Bis zur Aufführung war es jedoch ein langer Prozess. »Zu Beginn steht die Frage: Wer ist die Gruppe?«, erklärt Arndt. »Darauf aufbauend entwickeln wir ein Konzept. Die Biografien füllen dann den Text«, sagt sie weiter. Für die aktuelle Produktion besuchten die elf Amateurschauspieler anfangs einen Schreibworkshop. Dann folgten drei Monate Vorbereitung mit mehreren Treffen in der Woche. Das Selbstbewusstsein wurde gestärkt. »Wir sind mittlerweile so gut, dass uns andere Theater bald mieten«, sagt der 50-jährige Häftling Ömer lachend.

Im Stück tragen die Häftlinge in zerstückelten Textfetzen ihre eigene Geschichte vor. Bedeutende Wendepunkte, aber auch Erinnerungen an Familie, Freundinnen, Drogen, Gewalt, verpasste Chancen und vergangene Gefühle. Die selbst geschriebenen Passagen werden mit Texten von Schriftstellern zu einer Collage zusammengestellt.
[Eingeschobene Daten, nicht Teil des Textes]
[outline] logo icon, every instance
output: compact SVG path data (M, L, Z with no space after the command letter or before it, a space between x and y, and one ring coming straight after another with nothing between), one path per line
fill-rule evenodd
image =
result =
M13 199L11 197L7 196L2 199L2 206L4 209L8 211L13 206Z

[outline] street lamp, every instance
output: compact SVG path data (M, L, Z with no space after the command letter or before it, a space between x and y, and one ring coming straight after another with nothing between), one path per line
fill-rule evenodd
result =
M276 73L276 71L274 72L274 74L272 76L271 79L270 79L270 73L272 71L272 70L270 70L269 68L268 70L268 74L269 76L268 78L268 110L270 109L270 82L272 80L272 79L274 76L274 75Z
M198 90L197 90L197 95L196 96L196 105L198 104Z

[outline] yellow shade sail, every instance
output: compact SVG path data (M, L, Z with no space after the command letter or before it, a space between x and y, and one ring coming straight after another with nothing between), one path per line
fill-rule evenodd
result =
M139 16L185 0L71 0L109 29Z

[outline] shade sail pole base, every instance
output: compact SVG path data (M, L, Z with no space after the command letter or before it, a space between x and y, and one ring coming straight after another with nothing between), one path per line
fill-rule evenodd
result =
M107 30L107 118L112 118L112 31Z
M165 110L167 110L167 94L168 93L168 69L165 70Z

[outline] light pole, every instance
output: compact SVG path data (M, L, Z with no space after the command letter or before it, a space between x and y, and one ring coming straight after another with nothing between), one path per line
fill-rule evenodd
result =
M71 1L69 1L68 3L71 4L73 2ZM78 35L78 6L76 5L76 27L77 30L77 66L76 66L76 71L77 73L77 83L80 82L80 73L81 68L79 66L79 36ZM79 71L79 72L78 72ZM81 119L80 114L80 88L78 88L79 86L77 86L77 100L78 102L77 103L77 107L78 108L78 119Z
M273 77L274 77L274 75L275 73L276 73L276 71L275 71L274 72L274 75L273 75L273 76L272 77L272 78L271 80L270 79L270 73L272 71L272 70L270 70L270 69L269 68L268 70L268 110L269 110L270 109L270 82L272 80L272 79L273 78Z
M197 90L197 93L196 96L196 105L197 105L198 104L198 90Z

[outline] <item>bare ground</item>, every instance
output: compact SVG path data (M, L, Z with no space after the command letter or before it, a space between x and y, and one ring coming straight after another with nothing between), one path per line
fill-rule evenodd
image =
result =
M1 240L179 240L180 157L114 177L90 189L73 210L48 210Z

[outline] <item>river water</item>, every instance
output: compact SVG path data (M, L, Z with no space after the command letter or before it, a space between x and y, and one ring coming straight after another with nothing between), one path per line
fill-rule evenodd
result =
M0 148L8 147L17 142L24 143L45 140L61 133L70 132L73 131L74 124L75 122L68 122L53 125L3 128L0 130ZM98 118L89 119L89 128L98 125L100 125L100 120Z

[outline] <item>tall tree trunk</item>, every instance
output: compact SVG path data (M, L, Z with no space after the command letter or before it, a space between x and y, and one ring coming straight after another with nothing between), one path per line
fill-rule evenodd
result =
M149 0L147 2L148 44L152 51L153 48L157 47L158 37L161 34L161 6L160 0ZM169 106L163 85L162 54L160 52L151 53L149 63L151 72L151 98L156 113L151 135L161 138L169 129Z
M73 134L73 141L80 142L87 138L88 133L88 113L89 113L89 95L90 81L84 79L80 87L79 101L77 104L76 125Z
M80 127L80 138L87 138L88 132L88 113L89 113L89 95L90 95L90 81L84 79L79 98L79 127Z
Das Licht geht an, die Realität kehrt zurück. Vielleicht nimmt Fio nach dem Ende des Stückes noch an weiteren Theaterprojekten teil. »Poetische Texte schreiben, ist nicht einfach. Aber Spaß hat es gemacht«, resümiert er die neue Erfahrung. Als nächstes habe Fio aber erst mal Lust auf einen Rap-Workshop. Er könne rappen, es würde ihm helfen. »Die Zeit hier vergeht dadurch einfach schneller«, sagt er.

Das Theaterstück ist am 4., 5., 6. und 9. November jeweils 18 Uhr in der JVA Plötzensee zu sehen. Karten gibt es an der Kasse der Volksbühne am Rosa-Luxemburg-Platz.